Tuesday, November 09, 2010

RAISING THE ROOF

It's been a couple of weeks since we asked North Lincolnshire Homes for details about the money being invested in re-roofing houses in Woodbine Avenue, Central Square and West Square. Nothing has reached the Brigg Blog "in box" so we'll press ahead without the facts and figures and hope to bring you them later, should they be made available. You shouldn't use the phrase "council houses" these days, as it's not an accurate way to describe such properties. However, no-one can re-write history and the homes in all three streets were built for Brigg Urban District Council, not long after the First World War. They were modernised in 1973/4, some families getting inside toilets for the first time, plus central heating. Quite a few were sold off to long-standing tenants during Prime Minister Margaret Thatcher's Right to Buy campaign, taking them out of the ownership of Glanford Borough Council. But many continued to be rented through the era of North Lincolnshire Council and then came under the control of North Lincolnshire Homes. It's good to see investment being made in these properties, despite some being among the oldest (FORMER) council houses in the district. Brigg's main council house estates, of course, were:
1) Central Square/West Square/East Parade/Hawthorn Avenue.
2) Newlands - Ash Grove, Birch Avenue, Cherry Tree Avenue, Almond Grove, Elm Way.
3) Spring Bank/Northern Avenue, Sunningdale Avenue, Davy Crescent/Atkinson Avenue, South View Avenue, Highfield Grove (later enlarged with Horstead Avenue, Western Avenue, building going on into the 1960s).
Post-war we also gained the prefabs in Ancholme Gardens and Woodbine Grove (built as a temporary measure and long since demolished).
Many folk moved to Newlands, either side of the Second World War, from small two up, two down properties in the courts and alleyways running off Wrawby Street, which were then demolished to allow redevelopment.
As kids in the 1960s we always called the Spring Bank estate "The New Houses" which seems strange now, given their age.
Having lived in a Woodbine Grove prefab, a three-bedroomed terraced house in Central Square and right through the UDC's refurbishment scheme of the mid-1970s, I feel well qualified to pen these notes on the history of council houses in the town.
Could it be another BASH local history talk in the making?

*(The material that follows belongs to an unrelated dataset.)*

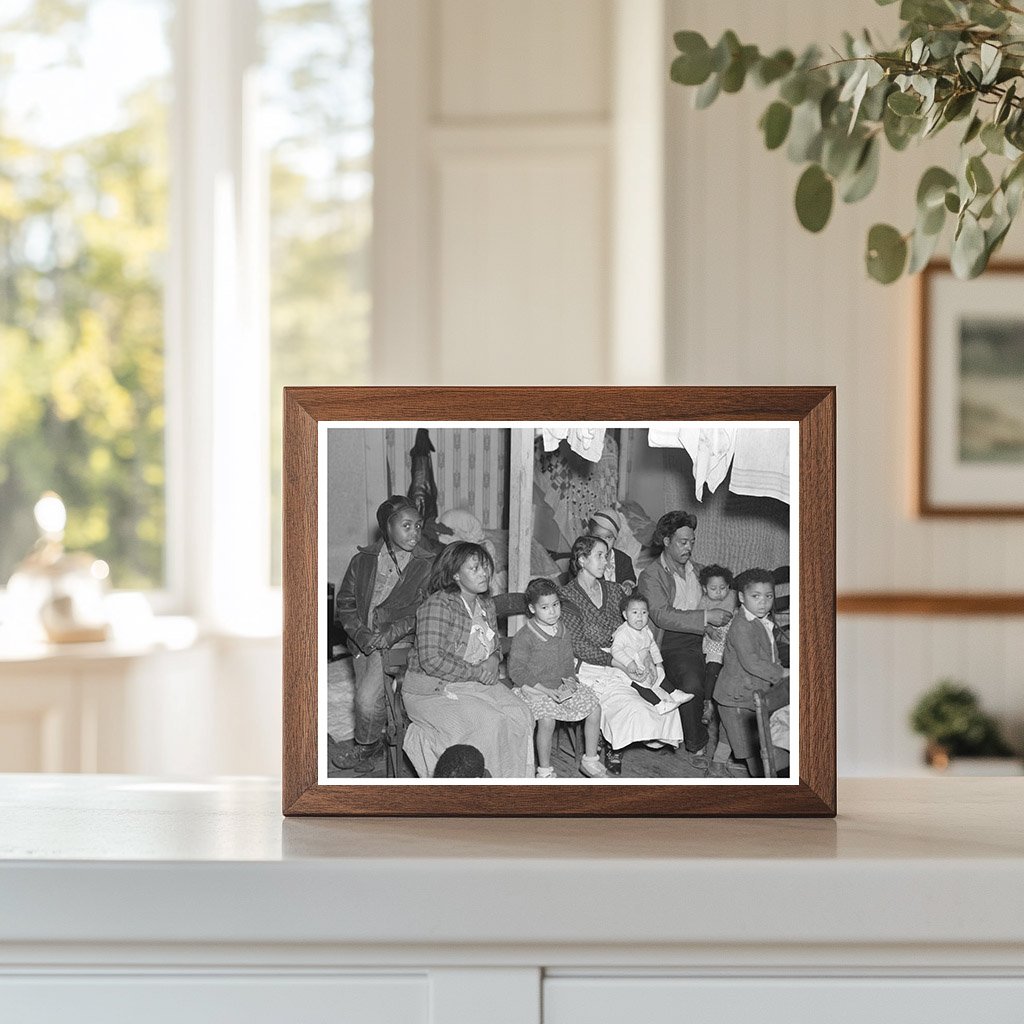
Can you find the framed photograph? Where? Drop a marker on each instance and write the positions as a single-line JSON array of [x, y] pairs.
[[559, 601], [971, 388]]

The refurbishment scheme was horrendous. Imagine living within what amounted to a building site, especially if you were supposed to be preparing for important school exams. It's worth a BASH talk all of its own. Other folk, from other streets, would be able to add their own memories to mine. The great Ted Dodd did us proud one week, with a hard-hitting story in the Lincolnshire Times. But the UDC was on its way out, to be replaced by the new Glanford authority.